Selbstorganisation steht im Gegensatz zur Hierarchie mit ihren Zwängen auf allen Stufen zur Sicherung und ihren Kämpfen zur Durchsetzung der jeweiligen Macht; was für eine menschenzerstörende Verschwendung von Reibungskräften! In selbstsorganisierenden Systemen sind alle Teile eines Ganzen wechselseitig aufeinander angewiesen und pflegen einander und ihre Umgebungsbedingungen. Kein Teil hat eine Schlüsselrolle. Wenn einer andere ausbeutet, wird er früher oder später auch ausgebeutet. Wenn einer verliert, verlieren letztlich alle. Also beschränkt man das Austricksen besser von sich aus auf ein Minumum.

Das bedeutet, dass Hoffnungen einer Art, die denjenigen auf ewiges Heil nahekommen, ebenso wie Selbstgenügsamkeit anderswo als im Staat ihre zweifelhafte Erfüllung suchen müssen. Das heisst, dass Regierende oder Parteien, die glauben, dem Volk ihre Politik werbemässig "verkaufen", sprich aufdrängen zu müssen, suspekt sein sollten. Das heisst in der Praxis, dass Befugnisse delegiert und zurückgenommen werden können sollen. Das heisst, dass die Instrumentalisierung der staatlichen Institutionen zum partikulären Nutzen und die mit deren breiten Ausstreuung verbundene Ausweitung des Staatsvolumens zurückgeschraubt werden müssen.

 

... oder Partikularinteressen-Wettbewerb?

Machtansprüche sind immer und ausschliesslich auf partikulären Nutzen angelegt. Anders als es die immer noch umgesetzte Propaganda haben will: die Summe der Verwirklichung von Eigeninteressen dient nicht, sondern schadet der Allgemeinheit, und zwar immer massiver und zunehmend irreparabler. Nur taktisch werden Interessierte anderen Interessen zudienen. Wenn partikuläre Interessen kartelliert, dh dadurch durchgesetzt werden, dass partikuläre Interessen einander wechselweise fördern --gib, dann wird dir auch gegeben--, dann ist etwas faul im Staat Helvetien.

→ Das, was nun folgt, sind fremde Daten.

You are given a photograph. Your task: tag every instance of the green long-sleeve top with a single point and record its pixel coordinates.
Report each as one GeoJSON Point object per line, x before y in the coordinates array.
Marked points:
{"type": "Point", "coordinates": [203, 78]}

Auch wenn es so sein sollte, dass von wechselseitiger Partikularinteressen-Unterstützung im Milchkuh-Staat die grosse Mehrheit zunächst einmal profitiert. Denn jemand muss die Zeche bezahlen. Und wenn im Schnittpunkt der vereinigten Partikularinteressen sogar der Beschluss gelingt, die Bezahlung aufzuschieben -- man besichtige den Staatshaushalt des Bundes und der meisten Kantone --, dann bezahlen halt die Kinder und Enkel die Rechnung. Das ist selten Investition, meistens Betrug.

Denn wozu anders als zu partikulärem Nutzen kann Macht denn dienen? Warum sollte jemand für sich Macht suchen um der Allgemeinheit zu dienen? Wer glaubt zu sehen, was zum Guten aller dient, der muss sich mit andern, die das auch sehen können, einigen. Ist an Visionen etwas dran im Sinne eines allgemeinen Guts, dann muss es Gesinnungsgenossen und Unterstützung über einen beschränkten Kreis hinaus geben. In einem selbstorganisierten Gebilde werden Vorgänge, die wirklich dem Ganzen dienen, rasch und selbstverständlich zum Allgemeingut. Zu ihrer Durchführung --nicht Durchsetzung-- braucht es dann keine Macht.

Machtansprüche sind nichts als ein Symptom dafür, dass jemand sich zum Stehlen anschickt. Ob für sich allein oder für Gemeinschaften von Profiteuren macht keinen Unterschied.

 

Ein erstklassiger Exportartikel

Die Schweizer haben ein Verfahren der Machtneutralisierung erfunden, das ich langfristig für das nachhaltigste aller bekannten Verfahren halte. Auf Fairness im Sinn der Gentlemen von einst ist heute kein Verlass mehr, wie das britische Empire zeigt. Auch Checks and Balances, wie sie die amerikanischen Gründerväter ersonnen haben, können offenbar unterlaufen werden und verhindern nicht diese Anmassung, Weltmacht und Weltpolizei zugleich zu spielen.

Unser Verfahren, der Macht keine Chance zu geben, ist seine Fortsetzung wert. Jedenfalls im Kleinstaat. Eigentlich ein erstklassiger Exportartikel. Wenn wir ihn nicht verludern lassen würden. Freilich zum Verschenken, nicht zum Verkaufen. Viele Menschen auf der ganzen Erde sehnen sich nach einem Leben unter gebändigter, unter neutralisierter Macht.

 

Der Autor ist emeritierter Professor für Psychologie an der Universität Bern. Er ist verschiedentlich publizistisch tätig geworden. (http://www.psy.unibe.ch/ukp/langpapers/)

(Der Text wurde am 17.November 1998 von einem reputierten Blatt zur Publikation angenommen; im Januar 1999 wurden Änderungen, die weit über das Redaktionelle hinausgingen, zur Bedingung für die Publikation gemacht, die ich nicht annehmen konnte.)